Jadwin hesitated. In spite of himself he felt a Chance had come. Again that strange sixth sense of his, the inexplicable instinct, that only the born speculator knows, warned him. Every now and then during the course of his business career, this intuition came to him, this flair, this intangible, vague premonition, this presentiment that he must seize Opportunity or else Fortune, that so long had stayed at his elbow, would desert him. In the air about him he seemed to feel an influence, a sudden new element, the presence of a new force. It was Luck, the great power, the great goddess, and all at once it had stooped from out the invisible, and just over his head passed swiftly in a rush of glittering wings.
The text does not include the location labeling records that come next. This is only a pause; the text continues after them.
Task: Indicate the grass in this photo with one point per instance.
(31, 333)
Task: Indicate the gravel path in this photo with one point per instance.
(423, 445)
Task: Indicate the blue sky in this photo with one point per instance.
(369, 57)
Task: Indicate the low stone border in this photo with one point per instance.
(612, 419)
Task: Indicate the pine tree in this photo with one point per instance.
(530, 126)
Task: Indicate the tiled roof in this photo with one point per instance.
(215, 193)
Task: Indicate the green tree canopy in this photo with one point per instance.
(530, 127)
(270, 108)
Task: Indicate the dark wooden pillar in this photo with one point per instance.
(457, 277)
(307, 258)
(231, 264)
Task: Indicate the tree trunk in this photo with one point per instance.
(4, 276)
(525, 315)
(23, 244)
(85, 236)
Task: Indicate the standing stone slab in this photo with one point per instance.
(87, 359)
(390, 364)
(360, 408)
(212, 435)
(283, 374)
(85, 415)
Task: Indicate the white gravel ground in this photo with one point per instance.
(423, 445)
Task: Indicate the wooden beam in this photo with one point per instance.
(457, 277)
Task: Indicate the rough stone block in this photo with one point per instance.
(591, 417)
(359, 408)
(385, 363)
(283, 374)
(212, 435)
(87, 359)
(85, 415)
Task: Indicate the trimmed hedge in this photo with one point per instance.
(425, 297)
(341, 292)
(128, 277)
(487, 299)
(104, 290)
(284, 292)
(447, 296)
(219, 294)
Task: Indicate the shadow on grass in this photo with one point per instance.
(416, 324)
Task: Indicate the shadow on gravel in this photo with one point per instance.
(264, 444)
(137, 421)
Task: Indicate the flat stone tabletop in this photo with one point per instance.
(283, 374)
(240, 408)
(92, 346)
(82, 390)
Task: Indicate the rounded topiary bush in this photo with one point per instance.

“The thing would have to be handled like glass,” observed the broker thoughtfully, his eyes narrowing “A tip like this is public property in twenty-four hours, and it don’t give us any too much time. I don’t want to break the price by unloading a million or more bushels on ’em all of a sudden. I’ll scatter the orders pretty evenly. You see,” he added, “here’s a big point in our favor. We’ll be able to sell on a strong market. The Pit traders have got some crazy war rumour going, and they’re as flighty over it as a young ladies’ seminary over a great big rat. And even without that, the market is top-heavy. Porteous makes me weary. He and his gang have been bucking it up till we’ve got an abnormal price. Ninety-four for May wheat! Why, it’s ridiculous. Ought to be selling way down in the eighties. The least little jolt would tip her over. Well,” he said abruptly, squaring himself at Jadwin, “do we come in? If that same luck of yours is still in working order, here’s your chance, J., to make a killing. There’s just that gilt-edged, full-morocco chance that a report of big ‘visible’ would give us.”
Jadwin laughed. “Sam,” he said, “I’ll flip a coin for it.”
“Oh, get out,” protested the broker; then suddenly — the gambling instinct that a lifetime passed in that place had cultivated in him — exclaimed:
“All right. Flip a coin. But give me your word you’ll stay by it. Heads you come in; tails you don’t. Will you give me your word?”
“Oh, I don’t know about that,” replied Jadwin, amused at the foolishness of the whole proceeding. But as he balanced the half-dollar on his thumb-nail, he was all at once absolutely assured that it would fall heads. He flipped it in the air, and even as he watched it spin, said to himself, “It will come heads. It could not possibly be anything else. I know it will be heads.”
And as a matter of course the coin fell heads.
“All right,” he said, “I’ll come in.”
“For a million bushels?”
“Yes — for a million. How much in margins will you want?”
Gretry figured a moment on the back of an envelope.
“Fifty thousand dollars,” he announced at length.
Jadwin wrote the check on a corner of the broker’s desk, and held it a moment before him.
“Good-bye,” he said, apostrophising the bit of paper. “Good-bye. I ne’er shall look upon your like again.”
Gretry did not laugh.
“Huh!” he grunted. “You’ll look upon a hatful of them before the month is out.”
That same morning Landry Court found himself in the corridor on the ground floor of the Board of Trade about nine o’clock. He had just come out of the office of Gretry, Converse & Co., where he and the other Pit traders for the house had been receiving their orders for the day.